Consumption, spending in emerging markets on the rise

Both consumption, and spending by large companies, is on the rise, according to the CSPI report. In 2008, emerging markets consumed just more than half of the volume of soft drinks across the world, according to numbers cited from Euromonitor. In 2018, it is believed emerging markets will consume nearly 70% of the world’s soft drinks.

The reported cited investments Coca-Cola has made across the world, including $4bn in China between 2015 and 2017, $17bn in Africa between 2010 and 2020 and $12.4bn in Mexico over that same time period.
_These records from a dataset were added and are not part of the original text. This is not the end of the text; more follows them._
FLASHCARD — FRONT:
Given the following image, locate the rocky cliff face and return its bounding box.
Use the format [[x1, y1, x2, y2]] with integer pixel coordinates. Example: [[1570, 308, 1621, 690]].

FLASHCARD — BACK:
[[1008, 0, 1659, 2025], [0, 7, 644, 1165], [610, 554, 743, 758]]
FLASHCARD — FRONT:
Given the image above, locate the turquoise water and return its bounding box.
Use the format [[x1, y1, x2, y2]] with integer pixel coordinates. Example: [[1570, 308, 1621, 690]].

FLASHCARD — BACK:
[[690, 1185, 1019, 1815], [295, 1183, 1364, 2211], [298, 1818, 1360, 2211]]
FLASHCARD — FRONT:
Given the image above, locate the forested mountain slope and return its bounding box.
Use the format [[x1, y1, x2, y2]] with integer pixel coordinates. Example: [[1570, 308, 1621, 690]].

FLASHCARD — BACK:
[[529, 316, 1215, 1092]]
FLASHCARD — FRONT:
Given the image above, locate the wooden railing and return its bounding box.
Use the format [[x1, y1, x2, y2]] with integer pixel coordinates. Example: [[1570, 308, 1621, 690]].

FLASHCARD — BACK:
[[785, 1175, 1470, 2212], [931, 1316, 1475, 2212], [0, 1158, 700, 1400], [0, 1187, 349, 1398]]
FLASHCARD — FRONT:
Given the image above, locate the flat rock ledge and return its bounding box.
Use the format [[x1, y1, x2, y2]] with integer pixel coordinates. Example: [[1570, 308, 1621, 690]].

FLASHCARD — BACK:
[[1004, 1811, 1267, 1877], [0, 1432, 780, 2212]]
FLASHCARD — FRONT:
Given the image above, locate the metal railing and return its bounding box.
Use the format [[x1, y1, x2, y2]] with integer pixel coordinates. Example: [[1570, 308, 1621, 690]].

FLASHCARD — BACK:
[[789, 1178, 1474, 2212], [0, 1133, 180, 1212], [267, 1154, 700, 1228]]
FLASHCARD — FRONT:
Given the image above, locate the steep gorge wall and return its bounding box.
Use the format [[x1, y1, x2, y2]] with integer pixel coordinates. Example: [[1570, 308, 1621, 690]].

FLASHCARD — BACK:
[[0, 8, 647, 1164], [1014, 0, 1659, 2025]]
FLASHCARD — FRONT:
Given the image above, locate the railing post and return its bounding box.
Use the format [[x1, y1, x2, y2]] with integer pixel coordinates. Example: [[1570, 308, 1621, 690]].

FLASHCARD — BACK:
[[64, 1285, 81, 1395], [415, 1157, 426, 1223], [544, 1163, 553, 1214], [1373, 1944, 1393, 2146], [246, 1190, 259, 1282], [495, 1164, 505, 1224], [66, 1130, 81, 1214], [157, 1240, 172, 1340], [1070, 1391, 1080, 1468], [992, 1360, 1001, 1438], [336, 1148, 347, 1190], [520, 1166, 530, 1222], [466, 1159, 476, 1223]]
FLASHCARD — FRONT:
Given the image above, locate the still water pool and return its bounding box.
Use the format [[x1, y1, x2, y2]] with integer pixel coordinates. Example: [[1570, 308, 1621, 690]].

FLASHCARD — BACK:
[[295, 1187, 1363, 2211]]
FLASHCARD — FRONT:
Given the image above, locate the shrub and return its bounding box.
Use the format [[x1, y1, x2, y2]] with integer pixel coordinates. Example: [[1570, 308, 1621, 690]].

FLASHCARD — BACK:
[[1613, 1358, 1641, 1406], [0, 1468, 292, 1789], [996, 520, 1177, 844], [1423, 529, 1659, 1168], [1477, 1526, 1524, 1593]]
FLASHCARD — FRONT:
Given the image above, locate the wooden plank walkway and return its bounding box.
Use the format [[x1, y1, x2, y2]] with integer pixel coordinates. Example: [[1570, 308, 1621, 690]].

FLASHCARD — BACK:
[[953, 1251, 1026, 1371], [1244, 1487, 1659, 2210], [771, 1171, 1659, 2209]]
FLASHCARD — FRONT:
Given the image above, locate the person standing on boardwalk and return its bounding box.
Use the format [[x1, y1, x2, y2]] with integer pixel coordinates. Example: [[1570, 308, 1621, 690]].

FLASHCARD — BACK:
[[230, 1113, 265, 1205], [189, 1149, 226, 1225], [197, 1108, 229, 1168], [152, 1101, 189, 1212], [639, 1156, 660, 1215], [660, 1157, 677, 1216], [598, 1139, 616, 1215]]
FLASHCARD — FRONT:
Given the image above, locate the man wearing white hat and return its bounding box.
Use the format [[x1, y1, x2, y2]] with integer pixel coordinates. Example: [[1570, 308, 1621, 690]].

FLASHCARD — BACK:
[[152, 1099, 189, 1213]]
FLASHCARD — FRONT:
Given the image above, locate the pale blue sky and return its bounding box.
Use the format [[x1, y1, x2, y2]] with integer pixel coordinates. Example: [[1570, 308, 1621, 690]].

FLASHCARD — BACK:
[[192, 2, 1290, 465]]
Jacobson compared this to what cigarette companies had to do when sales sagged in the US.

“The soda industry is finding that the same strategies work to sell soda,” Jacobson said in a statement. “These are countries with growing populations, growing incomes, and with governments less likely to pursue aggressive strategies to deter consumption.”

Suggestions on dealing with sugar sweetened beverages

CSPI’s report made a number of suggestions for what countries, the World Health Organization, and beverage companies should do in response to this report.

Taylor and Jacobson suggested countries make improved nutrition a top priority, restrict sugar content of beverages to about a fourth of the current level, levy taxes on drinks to boost their price by 10% to 20% and barring advertising to children, among other measures.

For the WHO, the report suggests holding training at regional offices to help countries strengthen training to discourage consumption of sugary beverages, provide toolkits for countries to reduce the consumption of these drinks, and establish a global database of laws and regulations countries have adopted to prevent consumption of sugary drinks and sodas.

The report said beverage companies should reduce container sizes, reduce the calorie content of drinks to no more than 40 calories per 12 oz, stop marketing to children under 12, and acknowledge that heavy consumption of their full-calorie products add to health problems.